Michael respiró profundamente y su pecho se expandió contra los senos de Beth.
¿A quién haría daño si cediera a su deseo de acariciarlo?
En respuesta, Mischa empezó a lloriquear. Ruborizada, Beth rodeó a Michael y dejó el plato de Elijah ante éste. El paseo por el pasillo y cambiar de pañales a Misha le dio tiempo para recuperar el control. Tenía alguien más en quien pensar aparte de sí misma. Michael no quería saber nada de ataduras familiares, y eso eran Mischa y ella, una familia.
Debía olvidar el seductor poder de las caricias de Michael y recordar las insalvables diferencias que había entre ellos.
Cuando volvió a la cocina con Mischa en brazos encontró a los dos hombres recordando pasadas celebraciones del día de San Valentín, al parecer, una tradición familiar de los Wentworth.
– Las galletas de Evelyn -estaba diciendo Elijah-. Y el armario de los besos. ¿No es así como lo llamábamos? Recuerdo que te atrapé allí con la chica que había llevado a la fiesta, cuando teníamos quince años.
Michael rió.
– Sólo porque tú habías mandado a mi chica una de esas cursis tarjetas de San Valentín con encajes.

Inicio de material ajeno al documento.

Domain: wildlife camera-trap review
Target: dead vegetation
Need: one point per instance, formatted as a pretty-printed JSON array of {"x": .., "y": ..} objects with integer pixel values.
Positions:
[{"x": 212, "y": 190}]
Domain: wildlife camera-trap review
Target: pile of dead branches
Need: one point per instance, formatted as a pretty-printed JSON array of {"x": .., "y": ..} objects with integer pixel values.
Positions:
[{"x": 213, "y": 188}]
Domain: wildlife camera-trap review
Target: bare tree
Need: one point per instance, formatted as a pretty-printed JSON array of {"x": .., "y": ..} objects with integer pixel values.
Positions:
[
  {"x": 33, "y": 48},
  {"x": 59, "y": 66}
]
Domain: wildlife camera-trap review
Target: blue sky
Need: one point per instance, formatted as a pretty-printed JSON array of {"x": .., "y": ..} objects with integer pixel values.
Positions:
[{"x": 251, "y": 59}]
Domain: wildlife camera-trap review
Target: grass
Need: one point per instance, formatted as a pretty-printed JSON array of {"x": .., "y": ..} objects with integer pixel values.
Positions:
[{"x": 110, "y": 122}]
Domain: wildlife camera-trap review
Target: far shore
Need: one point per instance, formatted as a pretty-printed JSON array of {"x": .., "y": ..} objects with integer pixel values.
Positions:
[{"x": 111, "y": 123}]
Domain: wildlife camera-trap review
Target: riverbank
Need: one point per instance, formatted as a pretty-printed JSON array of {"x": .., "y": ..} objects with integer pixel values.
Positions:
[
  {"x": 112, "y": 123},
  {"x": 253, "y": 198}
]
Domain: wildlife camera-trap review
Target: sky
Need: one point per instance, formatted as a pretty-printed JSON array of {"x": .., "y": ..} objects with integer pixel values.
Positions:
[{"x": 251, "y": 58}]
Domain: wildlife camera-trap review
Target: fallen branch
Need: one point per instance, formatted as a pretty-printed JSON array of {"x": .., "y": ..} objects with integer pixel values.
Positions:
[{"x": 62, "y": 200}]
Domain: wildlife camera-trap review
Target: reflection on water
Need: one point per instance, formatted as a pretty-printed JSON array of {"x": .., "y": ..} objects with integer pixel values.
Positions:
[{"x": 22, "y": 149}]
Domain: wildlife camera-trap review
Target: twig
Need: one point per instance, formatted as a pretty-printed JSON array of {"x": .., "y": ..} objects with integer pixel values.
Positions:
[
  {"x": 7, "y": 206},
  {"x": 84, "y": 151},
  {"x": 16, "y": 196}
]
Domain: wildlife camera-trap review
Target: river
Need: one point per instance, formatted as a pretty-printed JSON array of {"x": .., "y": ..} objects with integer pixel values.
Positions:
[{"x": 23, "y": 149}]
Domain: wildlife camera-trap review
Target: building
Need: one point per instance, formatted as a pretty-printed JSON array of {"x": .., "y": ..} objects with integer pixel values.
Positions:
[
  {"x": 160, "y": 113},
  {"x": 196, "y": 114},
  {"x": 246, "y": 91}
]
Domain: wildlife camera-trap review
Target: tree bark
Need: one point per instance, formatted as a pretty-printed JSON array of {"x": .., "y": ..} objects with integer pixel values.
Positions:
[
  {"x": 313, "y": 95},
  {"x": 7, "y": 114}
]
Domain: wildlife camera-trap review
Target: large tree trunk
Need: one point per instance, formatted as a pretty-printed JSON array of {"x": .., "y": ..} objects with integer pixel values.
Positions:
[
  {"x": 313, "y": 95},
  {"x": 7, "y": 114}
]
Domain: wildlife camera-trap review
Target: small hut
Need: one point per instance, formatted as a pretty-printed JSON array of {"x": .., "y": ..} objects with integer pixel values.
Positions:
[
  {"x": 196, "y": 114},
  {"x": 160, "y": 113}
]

Beth se sentó en la silla que había entre ambos hombres y tomó su tenedor. Mischa empezó a lloriquear de nuevo y apenas pudo escuchar lo que decían. Pero no le importó. Las celebraciones de las fiestas no eran uno de sus temas favoritos. En el orfanato en que se crió sólo se celebraba el día de Acción de Gracias y la navidad.
– ¿Cómo celebrabas tú el día de San Valentín, Beth? -preguntó Elijah, alzando la voz por encima de los lloriqueos del bebé-. ¿Jugando a las prendas con los chicos?
Beth negó con la cabeza.
– No sé cómo jugar a ese juego -¡qué grande era el abismo que la separaba de aquellos hombres! Mientras ellos compartían galletas y besos con chicas vestidas de «frou frou», ella compartía un dormitorio y un armario con otras cinco huérfanas.
De pronto, Michael se inclinó hacia ella y tomó al bebé de sus brazos. Mischa dejó de lloriquear al instante, distraído por el nuevo rostro.